Bizim insanımız kuzu etine bayılır. Çok sever. Avrupalılar ise sığır etini sever. Çünkü sığır eti yağsızdır. Bizde sığır eti ancak kıyma olur. Kebabı ve sulu yahnisi kuzu eti gibi olmaz. Bu yüzden yağlı et yiyenlerde kolesterol çok olur. Biz Türkler zeytinyağlı lahana ve yaprak sarmasını severiz. Avrupalılar da haşlamasını severlermiş. Hülasa her canlı yaratılış kabiliyeti -her insan da- yaratılış ve alışkanlıkları yönünde hareket ederler.
Gıdalar iki cinstir: Maddi gıdalar, manevi gıdalar. Maddi gıdalar bedenimizi, manevi gıdalar da ruhumuzu beslerler.
Ruhumuzun gıdaları manevi zevkler, ibadetler (özellikledir) zikrullah. Ahlak güzelliği, güzel manzaralar, müzik ruhumuzun sevdiği gıdalardır.

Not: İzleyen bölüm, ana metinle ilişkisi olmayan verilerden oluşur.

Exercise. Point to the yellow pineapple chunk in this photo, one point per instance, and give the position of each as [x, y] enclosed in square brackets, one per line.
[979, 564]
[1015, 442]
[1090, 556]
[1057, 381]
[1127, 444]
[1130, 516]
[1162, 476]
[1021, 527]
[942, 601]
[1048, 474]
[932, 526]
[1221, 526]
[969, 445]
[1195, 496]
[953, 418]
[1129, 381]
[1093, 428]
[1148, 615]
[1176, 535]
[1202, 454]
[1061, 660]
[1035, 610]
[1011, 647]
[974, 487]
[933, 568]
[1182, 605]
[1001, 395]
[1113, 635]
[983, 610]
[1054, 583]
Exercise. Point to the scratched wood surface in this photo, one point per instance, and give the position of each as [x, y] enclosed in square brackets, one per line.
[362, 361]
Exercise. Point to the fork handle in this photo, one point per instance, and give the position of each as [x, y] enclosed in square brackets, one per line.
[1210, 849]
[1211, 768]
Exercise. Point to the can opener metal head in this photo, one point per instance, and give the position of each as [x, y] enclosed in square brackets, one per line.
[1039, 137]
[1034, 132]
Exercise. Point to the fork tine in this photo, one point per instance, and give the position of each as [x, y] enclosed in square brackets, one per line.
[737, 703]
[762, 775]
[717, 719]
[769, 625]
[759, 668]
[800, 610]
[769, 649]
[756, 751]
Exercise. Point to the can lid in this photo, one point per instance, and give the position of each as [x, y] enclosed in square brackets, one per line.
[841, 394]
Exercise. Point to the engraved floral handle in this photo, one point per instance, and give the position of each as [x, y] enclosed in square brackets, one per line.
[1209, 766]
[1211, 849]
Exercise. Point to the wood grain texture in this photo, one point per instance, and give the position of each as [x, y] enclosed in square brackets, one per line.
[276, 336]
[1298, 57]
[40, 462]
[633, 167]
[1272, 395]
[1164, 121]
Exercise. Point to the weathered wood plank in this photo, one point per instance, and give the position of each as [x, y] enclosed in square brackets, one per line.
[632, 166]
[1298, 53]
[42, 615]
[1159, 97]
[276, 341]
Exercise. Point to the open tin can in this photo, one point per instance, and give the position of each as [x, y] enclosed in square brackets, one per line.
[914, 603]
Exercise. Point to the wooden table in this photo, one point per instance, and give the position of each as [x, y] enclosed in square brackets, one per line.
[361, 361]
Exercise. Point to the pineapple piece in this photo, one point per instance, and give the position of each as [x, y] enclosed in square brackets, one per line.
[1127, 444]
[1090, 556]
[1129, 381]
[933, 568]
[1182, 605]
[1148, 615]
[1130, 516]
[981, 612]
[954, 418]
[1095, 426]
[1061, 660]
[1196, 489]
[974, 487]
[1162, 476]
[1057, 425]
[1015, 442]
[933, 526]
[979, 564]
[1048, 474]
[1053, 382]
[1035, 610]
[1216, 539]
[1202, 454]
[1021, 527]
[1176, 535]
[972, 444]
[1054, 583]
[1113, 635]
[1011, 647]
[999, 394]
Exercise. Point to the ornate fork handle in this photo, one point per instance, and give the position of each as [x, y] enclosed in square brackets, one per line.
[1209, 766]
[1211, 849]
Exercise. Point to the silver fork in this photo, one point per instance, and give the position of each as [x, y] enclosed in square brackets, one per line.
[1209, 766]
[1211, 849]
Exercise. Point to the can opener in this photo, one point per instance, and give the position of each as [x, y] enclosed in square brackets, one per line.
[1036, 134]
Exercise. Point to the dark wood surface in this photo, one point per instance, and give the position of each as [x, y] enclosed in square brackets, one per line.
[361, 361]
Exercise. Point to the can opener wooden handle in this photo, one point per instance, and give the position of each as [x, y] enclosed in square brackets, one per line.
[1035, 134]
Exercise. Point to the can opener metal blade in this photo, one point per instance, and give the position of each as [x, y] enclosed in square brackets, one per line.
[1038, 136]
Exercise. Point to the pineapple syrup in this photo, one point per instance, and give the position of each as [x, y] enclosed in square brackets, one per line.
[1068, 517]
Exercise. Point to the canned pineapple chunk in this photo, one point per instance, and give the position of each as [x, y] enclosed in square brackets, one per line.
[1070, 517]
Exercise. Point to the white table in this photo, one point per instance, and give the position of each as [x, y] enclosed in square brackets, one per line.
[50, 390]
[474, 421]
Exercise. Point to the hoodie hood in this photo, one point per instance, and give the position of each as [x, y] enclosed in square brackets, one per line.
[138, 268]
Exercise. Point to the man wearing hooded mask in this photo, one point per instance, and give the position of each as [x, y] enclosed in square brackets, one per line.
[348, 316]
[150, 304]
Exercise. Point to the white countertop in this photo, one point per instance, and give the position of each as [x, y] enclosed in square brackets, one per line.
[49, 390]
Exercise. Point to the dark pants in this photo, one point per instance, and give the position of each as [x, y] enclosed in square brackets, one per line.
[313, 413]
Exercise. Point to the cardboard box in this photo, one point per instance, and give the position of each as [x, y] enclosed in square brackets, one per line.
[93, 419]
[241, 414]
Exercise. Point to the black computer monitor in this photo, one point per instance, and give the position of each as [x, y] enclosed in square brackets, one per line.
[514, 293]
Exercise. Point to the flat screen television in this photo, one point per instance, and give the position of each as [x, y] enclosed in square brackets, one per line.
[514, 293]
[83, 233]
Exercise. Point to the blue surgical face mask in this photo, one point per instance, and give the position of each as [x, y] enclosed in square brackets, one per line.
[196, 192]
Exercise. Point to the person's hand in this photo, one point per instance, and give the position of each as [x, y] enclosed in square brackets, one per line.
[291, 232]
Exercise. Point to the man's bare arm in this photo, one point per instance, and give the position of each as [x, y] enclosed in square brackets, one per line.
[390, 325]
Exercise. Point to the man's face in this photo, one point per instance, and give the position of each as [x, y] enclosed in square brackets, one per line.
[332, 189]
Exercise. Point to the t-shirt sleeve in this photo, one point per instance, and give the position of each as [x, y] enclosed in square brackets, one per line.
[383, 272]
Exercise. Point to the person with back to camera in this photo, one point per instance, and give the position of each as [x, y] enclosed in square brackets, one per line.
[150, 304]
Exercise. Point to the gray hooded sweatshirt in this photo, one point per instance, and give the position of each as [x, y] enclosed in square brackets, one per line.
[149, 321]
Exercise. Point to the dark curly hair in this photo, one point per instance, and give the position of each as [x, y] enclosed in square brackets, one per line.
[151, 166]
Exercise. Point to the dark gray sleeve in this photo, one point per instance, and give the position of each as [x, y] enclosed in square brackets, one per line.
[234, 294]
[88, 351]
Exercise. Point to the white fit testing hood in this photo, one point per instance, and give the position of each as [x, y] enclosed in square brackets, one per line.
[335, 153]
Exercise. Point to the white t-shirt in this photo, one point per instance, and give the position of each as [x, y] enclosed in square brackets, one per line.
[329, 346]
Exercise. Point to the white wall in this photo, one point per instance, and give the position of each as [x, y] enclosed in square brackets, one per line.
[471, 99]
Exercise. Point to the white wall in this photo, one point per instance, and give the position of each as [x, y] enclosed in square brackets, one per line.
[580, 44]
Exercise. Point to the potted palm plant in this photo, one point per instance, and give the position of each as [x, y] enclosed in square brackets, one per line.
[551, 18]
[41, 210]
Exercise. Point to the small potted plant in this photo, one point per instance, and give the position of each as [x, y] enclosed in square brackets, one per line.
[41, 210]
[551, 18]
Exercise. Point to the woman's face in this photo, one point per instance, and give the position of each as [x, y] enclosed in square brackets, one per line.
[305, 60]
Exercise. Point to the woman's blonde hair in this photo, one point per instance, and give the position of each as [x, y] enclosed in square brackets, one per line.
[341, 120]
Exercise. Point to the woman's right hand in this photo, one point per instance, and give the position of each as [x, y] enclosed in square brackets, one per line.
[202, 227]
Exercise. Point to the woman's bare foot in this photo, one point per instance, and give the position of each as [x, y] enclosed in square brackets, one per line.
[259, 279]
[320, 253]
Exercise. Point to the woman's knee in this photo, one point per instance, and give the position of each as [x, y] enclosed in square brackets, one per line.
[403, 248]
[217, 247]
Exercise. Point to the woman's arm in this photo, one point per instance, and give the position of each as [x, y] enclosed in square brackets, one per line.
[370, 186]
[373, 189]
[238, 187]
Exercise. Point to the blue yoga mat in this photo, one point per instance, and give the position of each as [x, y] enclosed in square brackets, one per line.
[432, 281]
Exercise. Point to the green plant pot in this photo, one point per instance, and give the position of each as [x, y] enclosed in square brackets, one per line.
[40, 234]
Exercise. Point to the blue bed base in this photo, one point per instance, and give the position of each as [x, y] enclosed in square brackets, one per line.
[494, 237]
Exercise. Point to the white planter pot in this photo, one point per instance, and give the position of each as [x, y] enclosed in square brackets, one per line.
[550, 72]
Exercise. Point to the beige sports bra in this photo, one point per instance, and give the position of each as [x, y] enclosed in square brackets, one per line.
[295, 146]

Yüce Allah da Kur’an’da ölçüsüz yenen maddi gıdalar nefsi azdırır. Manevi gıdalar özellikle ince tefekkürlü ibadetler zikir, fikir, ahlak güzelliği kalbi besler. “Ela bizikrillahi tedmeinnel kulûp, yani, dikkat edin kalbin huzuru Allah’ın zikri ile huzur bulur” buyurulmuştur. Peki, insan sevmediğini sevebilir, sevdiğinden nefret edebilir mi? Evet. Eğitimle eksersizlerle yapabilir.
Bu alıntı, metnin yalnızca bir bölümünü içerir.